By Rita Trehan — The UK economy depends on EU workers. Talented, highly educated, mainly young people from across the EU have flocked to London. They work in finance, professional services and the tech sector. Their contribution is enormous. But outside London and the key UK cities, there is another, less inspiring story: workers from poor EU nations coming to the UK to do often backbreaking labour on farms and in factories for minimum wage. Ironically, it is probably these EU workers that the UK economy will miss the most in the short term.
But how ethical is it to pay the lowest wages possible to people to whom the UK minimum wage is up to five times the average salary in their home country? In these days of globalisation, are we in danger of undervaluing all our workers? Have we created a low-wage economy that is about to turn round and bite us?
The EU Referendum campaign highlighted the fact that many people think the EU has not been good for UK workers. Many in the north of England and Midlands believe that immigration has played its part in making life harder for working-class people. Free movement of people is a wonderful concept. But you can understand the argument that the key beneficiaries have not been the people of the UK and Europe but large corporations and global businesses based here.
As demonstrated by the Brexit vote, there is a widespread belief that many UK companies have learnt they can get away with paying pitifully low wages and still fill their vacancies with often overqualified EU citizens. This has reduced the number of jobs available across the board, and depressed pay to such an extent that the lowest paid UK worker now struggles to make ends meet.

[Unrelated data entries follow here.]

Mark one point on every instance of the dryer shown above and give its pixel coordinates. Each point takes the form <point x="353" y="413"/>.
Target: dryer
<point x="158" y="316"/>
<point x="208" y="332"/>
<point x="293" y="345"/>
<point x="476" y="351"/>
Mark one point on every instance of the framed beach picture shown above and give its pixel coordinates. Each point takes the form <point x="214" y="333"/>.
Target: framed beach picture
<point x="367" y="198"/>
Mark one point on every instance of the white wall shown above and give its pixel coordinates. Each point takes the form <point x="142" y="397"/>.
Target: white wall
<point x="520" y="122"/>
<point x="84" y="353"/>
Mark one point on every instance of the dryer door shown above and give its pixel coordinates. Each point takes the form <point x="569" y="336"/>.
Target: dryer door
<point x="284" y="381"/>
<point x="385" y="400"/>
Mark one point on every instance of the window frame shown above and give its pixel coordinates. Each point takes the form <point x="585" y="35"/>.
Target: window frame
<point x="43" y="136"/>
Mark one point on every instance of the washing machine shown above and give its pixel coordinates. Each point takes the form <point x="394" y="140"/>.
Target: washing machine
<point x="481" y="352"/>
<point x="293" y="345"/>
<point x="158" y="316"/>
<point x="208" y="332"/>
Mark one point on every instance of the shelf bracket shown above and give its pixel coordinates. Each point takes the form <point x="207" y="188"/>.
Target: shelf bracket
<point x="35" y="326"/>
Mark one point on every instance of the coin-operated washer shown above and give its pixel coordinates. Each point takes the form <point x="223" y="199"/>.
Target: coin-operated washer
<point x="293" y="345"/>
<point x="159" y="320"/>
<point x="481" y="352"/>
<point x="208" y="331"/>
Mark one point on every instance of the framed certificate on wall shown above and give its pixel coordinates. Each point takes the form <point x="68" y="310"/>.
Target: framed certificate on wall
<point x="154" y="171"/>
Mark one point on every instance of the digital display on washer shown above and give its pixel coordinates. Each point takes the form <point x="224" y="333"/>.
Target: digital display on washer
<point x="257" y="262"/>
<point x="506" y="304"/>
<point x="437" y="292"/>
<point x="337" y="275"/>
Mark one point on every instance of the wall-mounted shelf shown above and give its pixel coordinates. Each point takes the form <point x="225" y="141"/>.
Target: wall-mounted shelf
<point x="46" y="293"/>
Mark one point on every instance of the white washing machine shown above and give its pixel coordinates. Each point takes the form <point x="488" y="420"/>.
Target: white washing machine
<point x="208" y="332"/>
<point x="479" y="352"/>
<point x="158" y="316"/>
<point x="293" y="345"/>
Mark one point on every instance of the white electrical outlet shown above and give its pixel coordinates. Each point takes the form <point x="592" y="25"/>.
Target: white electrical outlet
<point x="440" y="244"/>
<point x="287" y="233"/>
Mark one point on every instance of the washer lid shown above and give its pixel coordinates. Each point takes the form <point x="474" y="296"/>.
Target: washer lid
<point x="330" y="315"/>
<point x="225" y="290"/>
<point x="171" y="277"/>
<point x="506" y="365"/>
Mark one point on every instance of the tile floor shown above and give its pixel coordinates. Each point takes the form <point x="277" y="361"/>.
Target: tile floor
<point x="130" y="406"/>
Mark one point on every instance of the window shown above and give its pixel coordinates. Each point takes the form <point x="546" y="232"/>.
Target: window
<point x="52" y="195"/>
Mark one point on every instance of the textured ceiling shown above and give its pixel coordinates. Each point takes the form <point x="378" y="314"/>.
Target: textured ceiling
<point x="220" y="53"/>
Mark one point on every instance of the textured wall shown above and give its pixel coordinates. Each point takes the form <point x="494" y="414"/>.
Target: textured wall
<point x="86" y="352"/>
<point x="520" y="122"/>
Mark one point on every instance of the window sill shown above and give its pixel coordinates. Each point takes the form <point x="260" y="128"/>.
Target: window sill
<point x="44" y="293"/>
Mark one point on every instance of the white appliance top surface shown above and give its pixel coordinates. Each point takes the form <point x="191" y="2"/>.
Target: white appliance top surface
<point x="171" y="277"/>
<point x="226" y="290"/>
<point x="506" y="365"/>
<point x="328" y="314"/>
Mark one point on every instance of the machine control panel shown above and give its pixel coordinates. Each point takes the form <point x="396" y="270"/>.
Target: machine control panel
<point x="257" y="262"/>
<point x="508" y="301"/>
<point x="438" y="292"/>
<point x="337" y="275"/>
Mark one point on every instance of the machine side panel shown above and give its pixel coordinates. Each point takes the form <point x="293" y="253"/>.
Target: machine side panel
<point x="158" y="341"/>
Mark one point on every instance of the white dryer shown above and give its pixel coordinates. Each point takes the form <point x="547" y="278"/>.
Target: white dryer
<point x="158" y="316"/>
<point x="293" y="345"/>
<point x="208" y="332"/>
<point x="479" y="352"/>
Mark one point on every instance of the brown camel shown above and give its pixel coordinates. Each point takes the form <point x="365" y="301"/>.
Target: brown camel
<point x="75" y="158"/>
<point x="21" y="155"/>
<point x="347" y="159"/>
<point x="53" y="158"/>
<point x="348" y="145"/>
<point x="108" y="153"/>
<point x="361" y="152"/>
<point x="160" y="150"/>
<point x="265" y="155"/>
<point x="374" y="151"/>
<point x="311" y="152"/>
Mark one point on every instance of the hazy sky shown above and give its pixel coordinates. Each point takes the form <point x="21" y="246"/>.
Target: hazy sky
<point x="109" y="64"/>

But now we’re leaving the EU, how will we survive without these workers? We will survive. But to thrive many businesses will to make big changes. Operationally they’ll need to look outwards, away from Europe towards new emerging markets in territories such as Asia-Pac. Post-Brexit, the UK will need many more non-EU workers with the language skills and cultural backgrounds to contribute to business expansion outside Europe.
Over the coming years we’ll need to think creatively about how to deploy our human resources and use our capacity in a smarter and more cost-effective way. But above all, we’ll need to change our mindset and behaviours: stop taking it for granted that we can advertise in Europe for low-wage, low-skilled workers, and start truly investing in people in a way we’ve just never really done before.
Brexit is an opportunity. It’s a chance to transform our economy and build businesses that appeal to the next generation of workers; Millennials who value creativity and innovation more than salary benefits and a job for life. We are a nation of agile minds and cutting-edge thoughts, we have the ability to think big and act bigger. There is no reason why we can’t lift our vision find ways to innovate, and build stronger, fitter, more sustainable businesses and a society truly fit for the future.